Живут. Спят в прихожей – самой безопасной комнате дома. Отец ложится у входной двери, чтобы, если бомбежка, сразу ехать в больницу. Старшие сестры укладываются по краям расстеленных на полу матрасов, оставляя в центре место для младших. Брат совсем маленький, четыре года, когда Берд обстреливают, он зарывается лицом в ладони. «Может, лучше уши затыкать? От шума ведь страшнее!» – втолковывают ему сестры. Брат прячет лицо в ладони и молчит.
Сона знает о войне много такого, чего не хотелось бы знать: что, укладываясь спать, нужно запереть все двери, а те, которые со стеклянными витражами, завесить пледами, чтобы, если их выбила взрывная волна – не пораниться осколками. Что не нужно просить хлеба, когда его нет – голод не утолишь, а мать снова доведешь до слез. Что нельзя жаловаться на кусачий холод, потому что бывают вещи много ужаснее. Что нельзя плакать, когда боишься, потому что от этого страшней. Живи – словно в тумане – и не ропщи.
Иногда случаются недолгие затишья, но людям каждый раз наивно кажется, что это навсегда. Да и как может быть по-другому, если на заре беспечно поют петухи, в жаркий полдень – цикады, на закате – сверчки. Звезд ночью столько, что думаешь – кто-то накинул на небесный купол рождественскую гирлянду и намеренно не стал ее выключать. Сона лежит в своей постели – какое счастье лежать не на полу прихожей, а в своей постели – и наблюдает, как по небу катится большой круг луны. Бабушка рассказывала, что луна раньше была очень красивой, но ленивой девушкой, предпочитала работе праздный отдых на берегу реки. Однажды мать попросила помочь ей с хлебом, но луна даже не удостоила ее ответа – любовалась своим отражением в речной волне. И тогда обиженная мать кинула в нее ком теста и попала в лицо. Луна упала в реку, и та вынесла ее на небо. Отныне, в наказание за лень, она вынуждена светить тогда, когда другие люди отдыхают. И, если приглядеться, можно различить на ее лице отпечаток засохшего теста.

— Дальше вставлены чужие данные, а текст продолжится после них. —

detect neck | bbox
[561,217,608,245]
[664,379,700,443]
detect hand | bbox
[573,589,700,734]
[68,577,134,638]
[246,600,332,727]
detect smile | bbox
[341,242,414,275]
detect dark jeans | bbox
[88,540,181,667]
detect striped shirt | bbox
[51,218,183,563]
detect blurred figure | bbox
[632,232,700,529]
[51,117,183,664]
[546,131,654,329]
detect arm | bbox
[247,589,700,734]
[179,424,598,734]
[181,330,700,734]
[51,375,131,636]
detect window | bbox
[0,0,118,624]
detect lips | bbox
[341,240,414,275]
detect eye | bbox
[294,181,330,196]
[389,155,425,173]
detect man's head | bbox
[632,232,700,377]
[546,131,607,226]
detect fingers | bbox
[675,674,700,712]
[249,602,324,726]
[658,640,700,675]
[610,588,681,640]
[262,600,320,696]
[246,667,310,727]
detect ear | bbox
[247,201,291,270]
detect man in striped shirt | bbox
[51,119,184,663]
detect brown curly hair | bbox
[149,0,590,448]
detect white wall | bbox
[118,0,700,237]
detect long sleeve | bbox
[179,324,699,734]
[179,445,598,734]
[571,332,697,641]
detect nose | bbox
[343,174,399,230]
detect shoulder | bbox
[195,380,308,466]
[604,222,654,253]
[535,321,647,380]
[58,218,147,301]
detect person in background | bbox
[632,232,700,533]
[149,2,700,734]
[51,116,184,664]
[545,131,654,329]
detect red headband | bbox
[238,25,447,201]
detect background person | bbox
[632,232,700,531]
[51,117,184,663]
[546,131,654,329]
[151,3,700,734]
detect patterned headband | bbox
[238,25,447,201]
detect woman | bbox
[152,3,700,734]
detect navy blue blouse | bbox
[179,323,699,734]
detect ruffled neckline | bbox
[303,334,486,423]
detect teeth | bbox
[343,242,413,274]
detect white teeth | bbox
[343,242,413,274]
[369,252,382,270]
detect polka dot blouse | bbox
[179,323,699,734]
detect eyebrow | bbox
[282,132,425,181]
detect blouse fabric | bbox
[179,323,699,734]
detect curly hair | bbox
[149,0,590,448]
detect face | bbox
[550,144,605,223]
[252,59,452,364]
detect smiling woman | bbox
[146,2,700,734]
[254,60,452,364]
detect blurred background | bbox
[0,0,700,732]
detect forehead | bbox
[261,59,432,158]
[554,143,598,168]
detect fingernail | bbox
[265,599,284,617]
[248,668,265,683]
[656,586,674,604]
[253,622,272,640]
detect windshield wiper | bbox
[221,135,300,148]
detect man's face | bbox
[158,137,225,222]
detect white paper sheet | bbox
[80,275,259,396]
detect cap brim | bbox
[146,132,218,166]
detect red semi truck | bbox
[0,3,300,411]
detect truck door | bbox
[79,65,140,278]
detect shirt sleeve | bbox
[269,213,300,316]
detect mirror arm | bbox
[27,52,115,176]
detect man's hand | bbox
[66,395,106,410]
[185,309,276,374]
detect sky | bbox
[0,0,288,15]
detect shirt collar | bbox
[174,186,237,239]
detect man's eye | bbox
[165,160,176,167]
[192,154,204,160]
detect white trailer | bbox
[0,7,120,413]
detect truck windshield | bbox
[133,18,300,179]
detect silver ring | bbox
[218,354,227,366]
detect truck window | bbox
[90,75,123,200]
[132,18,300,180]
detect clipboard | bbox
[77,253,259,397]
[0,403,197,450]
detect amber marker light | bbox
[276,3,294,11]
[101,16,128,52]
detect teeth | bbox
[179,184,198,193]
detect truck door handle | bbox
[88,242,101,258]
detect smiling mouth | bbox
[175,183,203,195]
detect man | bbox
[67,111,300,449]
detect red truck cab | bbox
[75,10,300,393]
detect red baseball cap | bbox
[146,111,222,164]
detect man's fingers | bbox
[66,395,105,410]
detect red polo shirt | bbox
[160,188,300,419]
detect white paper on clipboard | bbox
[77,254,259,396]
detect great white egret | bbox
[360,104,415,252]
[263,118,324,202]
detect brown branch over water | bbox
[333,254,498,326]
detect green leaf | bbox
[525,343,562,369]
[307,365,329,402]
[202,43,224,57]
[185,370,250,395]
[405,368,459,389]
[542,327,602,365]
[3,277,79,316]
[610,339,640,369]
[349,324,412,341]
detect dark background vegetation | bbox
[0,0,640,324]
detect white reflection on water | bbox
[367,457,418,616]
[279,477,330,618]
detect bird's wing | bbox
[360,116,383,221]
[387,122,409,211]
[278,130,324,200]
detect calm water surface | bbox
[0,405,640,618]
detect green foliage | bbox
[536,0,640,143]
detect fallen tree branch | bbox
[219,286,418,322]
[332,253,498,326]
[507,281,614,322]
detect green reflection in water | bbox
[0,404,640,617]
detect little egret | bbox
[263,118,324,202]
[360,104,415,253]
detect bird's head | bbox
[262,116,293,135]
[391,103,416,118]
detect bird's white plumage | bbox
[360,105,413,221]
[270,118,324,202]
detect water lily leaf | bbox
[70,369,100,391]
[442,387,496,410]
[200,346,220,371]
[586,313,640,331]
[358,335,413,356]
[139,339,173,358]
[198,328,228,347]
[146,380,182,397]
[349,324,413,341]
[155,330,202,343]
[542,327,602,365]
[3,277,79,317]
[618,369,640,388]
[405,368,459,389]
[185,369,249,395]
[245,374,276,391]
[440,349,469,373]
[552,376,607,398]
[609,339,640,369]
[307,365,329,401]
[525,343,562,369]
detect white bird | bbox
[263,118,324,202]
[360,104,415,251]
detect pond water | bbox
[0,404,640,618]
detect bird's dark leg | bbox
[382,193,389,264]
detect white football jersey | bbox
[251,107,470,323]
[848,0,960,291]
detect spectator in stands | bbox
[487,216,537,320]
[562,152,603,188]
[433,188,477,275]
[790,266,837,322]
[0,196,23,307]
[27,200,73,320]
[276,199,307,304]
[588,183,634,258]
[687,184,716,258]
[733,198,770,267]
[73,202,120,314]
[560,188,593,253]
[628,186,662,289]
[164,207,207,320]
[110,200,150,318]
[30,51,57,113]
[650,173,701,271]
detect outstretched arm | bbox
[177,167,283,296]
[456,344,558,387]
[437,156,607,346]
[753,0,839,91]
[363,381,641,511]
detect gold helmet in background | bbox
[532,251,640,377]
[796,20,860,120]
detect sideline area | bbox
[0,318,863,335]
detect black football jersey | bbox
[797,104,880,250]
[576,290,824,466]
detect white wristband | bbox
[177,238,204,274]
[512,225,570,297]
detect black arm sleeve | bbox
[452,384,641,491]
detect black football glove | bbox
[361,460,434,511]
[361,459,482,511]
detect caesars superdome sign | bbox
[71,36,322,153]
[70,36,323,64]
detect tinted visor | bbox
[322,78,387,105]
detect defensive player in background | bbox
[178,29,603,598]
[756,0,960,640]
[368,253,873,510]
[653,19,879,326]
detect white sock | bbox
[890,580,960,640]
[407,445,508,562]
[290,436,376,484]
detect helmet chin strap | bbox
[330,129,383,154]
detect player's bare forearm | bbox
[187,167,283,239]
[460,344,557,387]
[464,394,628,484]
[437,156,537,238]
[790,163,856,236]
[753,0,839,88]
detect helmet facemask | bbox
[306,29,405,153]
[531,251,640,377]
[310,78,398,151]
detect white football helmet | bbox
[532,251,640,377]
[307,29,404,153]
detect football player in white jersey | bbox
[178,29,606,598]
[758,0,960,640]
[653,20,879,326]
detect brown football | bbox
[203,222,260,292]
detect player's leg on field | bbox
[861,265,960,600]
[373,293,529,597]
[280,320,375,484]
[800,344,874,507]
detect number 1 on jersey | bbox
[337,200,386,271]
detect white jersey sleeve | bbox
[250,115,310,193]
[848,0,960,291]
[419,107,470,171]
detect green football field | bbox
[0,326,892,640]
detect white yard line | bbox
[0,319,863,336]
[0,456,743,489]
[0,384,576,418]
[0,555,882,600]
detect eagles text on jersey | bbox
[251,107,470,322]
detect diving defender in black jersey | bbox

Сона засыпает далеко за полночь, дождавшись, когда обиженный лик луны скроется за карнизом крыши. Ночь милосердна и тиха, в небе о чем-то шепчутся звезды, мир убаюкивает колыбельная сверчков…
Взрыв раздается совсем рядом, под стенами дома. Сону сметает в единственный безопасный угол комнаты. Она лежит на спине, обняв себя руками, а в воздухе кружатся лохмотья обугленных штор. Они падают на нее черными хлопьями сажи, и единственная мысль, которая вертится в голове, – как можно их различить в такой кромешной темноте. С того места, где лежит Сона, видно ковш Большой Медведицы и белую звезду на ее хвосте.
Утром выглядывает солнце. Берд переливается в его лучах рождественской гирляндой – он устлан, словно ковром, осколками выбитых стекол. Их так много, что кажется – под покровом ночи сюда свезли все окна мира и разом их расколотили. Отец приезжает из больницы лишь для того, чтобы удостовериться, что все целы. Присаживается на минуту, чтобы передохнуть, – и проваливается в беспробудный сон. Сона гладит его по щеке – он зарос так, что еще немного, и будет совсем бородатый. Старшие сестры затягивают окна полиэтиленовой пленкой – в блокадном районе стекла не достать, да и смысл их вставлять, если выбьет при следующей бомбежке!